The N34 billion contract reportedly awarded for the dredging of the River Benue may be a total waste after all, going by feasibility studies already submitted to the Federal Ministry of Transport (FMOT).
The Minister of Transportation, Mr. Chibuike Amaechi, had told the Senate Committee on Marine Transport during the 2017 budget defense of his ministry in February that the River Benue dredging contract has been awarded pending mobilization for the contractor to deploy to site.
However, information available to DDH Magazine reveals that the feasibility report was submitted to Amaechi’s predecessor at FMOT, Senator Idris Umar, before the hand-over of power by the Goodluck Jonathan administration in 2015.
The study which was part of the 25-Year Water Transport Master Plan produced by Royal Haskoning on behalf of the Federal Government detailed the drawbacks of the project including the multiplicity of rock outcrops in the river that would frustrate any deepening and widening campaigns.
DDH sources, who craved anonymity because they did not want their names in print, were part of the study group which produced the report.
According to them, the Benue Farmers’ Association were consulted during the fact-finding, it was discovered that the total quantity of their export products, per se, did not justify the huge cost of capital and maintenance dredging campaigns on the river.
The Benue State Chamber of Commerce collated their farm production figures for yams, sorghum, groundnut, sesame seed and fruits and it was discovered that these did not offer significant promise of steady month-on-month traffic for sustained commercial haulage operations on the Benue river to the markets in the south-south, south-east and south-west parts of the country.
Even Benue Links, the state-owned mass transit company, which was approached with a proposal to buy ferries for daily intra and inter-state runs on the river, declined the offer for lack of finance.
Instead, the company suggested that the federal government should provide them loans to acquire modern boats and ferries if it wanted them to patronize the Benue River for ferry services.

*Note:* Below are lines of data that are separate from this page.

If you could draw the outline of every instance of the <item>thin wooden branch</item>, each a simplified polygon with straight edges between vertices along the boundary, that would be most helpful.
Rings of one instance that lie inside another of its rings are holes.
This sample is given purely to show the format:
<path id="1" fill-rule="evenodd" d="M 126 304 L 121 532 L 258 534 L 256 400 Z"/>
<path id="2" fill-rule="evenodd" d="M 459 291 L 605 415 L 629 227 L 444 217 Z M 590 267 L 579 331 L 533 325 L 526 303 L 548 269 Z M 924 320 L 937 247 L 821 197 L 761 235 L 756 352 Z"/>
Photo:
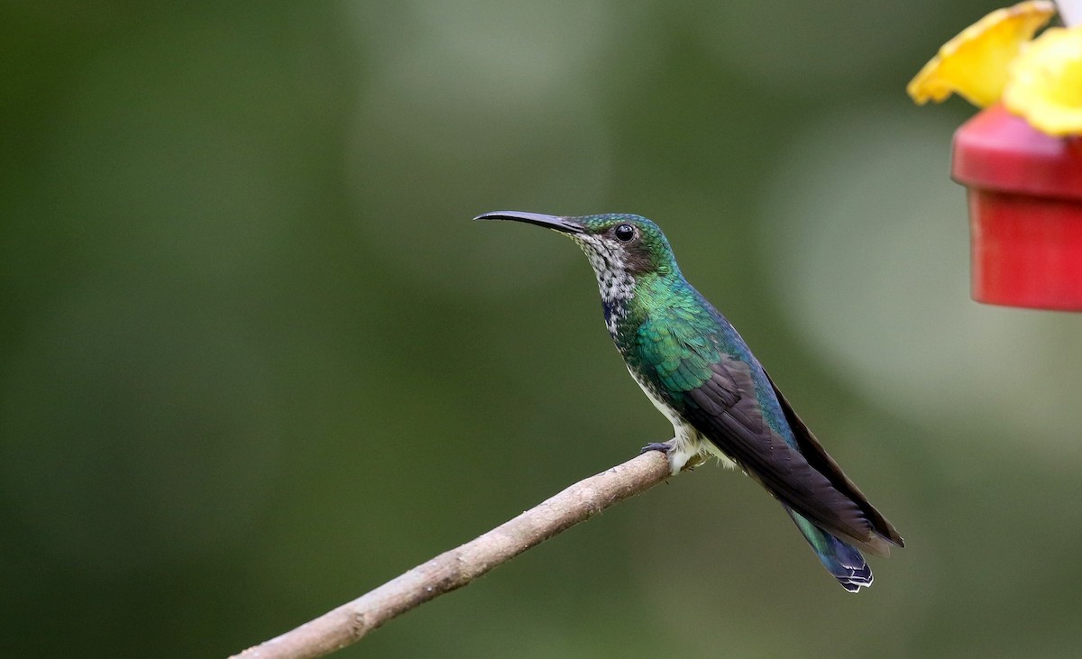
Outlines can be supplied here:
<path id="1" fill-rule="evenodd" d="M 659 451 L 647 451 L 576 483 L 462 546 L 233 659 L 311 659 L 329 655 L 356 643 L 387 620 L 466 585 L 531 546 L 668 477 L 669 460 Z"/>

Lastly, the major industrial outfit in the vicinity, the Benue Cement Company which was bought over by Dangote Cement, when asked if it could utilize the waterway for shipping its product down south to Oturkpo, Onitsha, Warri, Port Harcourt and the south-south locations, also explained that the cement plant in the area was programmed to supply products to Jos, Bauchi, Yola and Maiduguri axes of the national market.
To worsen matters, according to the source, the problem of the rock outcrops along the River Benue was humongous to contemplate as the two rock outcrops which reared up at the River Niger channel could not be blasted due to the billions of Naira required, how much more the countless rock outcrops which have been identified along the Benue.
Thus, the Royal Haskoning rightly advised the federal government against the project.
However, the contract for the project was awarded reportedly based on political considerations and influence-peddling by the contractors who were close to the powers-that-be and the powerful Niger Delta militant, Government Ekpemepulo, alias Tompolo.
Since the award of the contract however, the lack of mobilization fees seemed to have discouraged the contractor from mobilizing to site.
Initial feelers from the Buhari Presidency indicated that the project was not favoured by the new government until the new announcement by the Amaechi that the project’s contract is on course.
DDH gathered from industry sources that with the news making the rounds that the dredging contract is being financed, other contractors such as Dredging International and Van Oord which were owed billions of Naira for work done in past dredging campaigns on the River Niger would likely sue the Federal Government to enforce payment of their proven debts.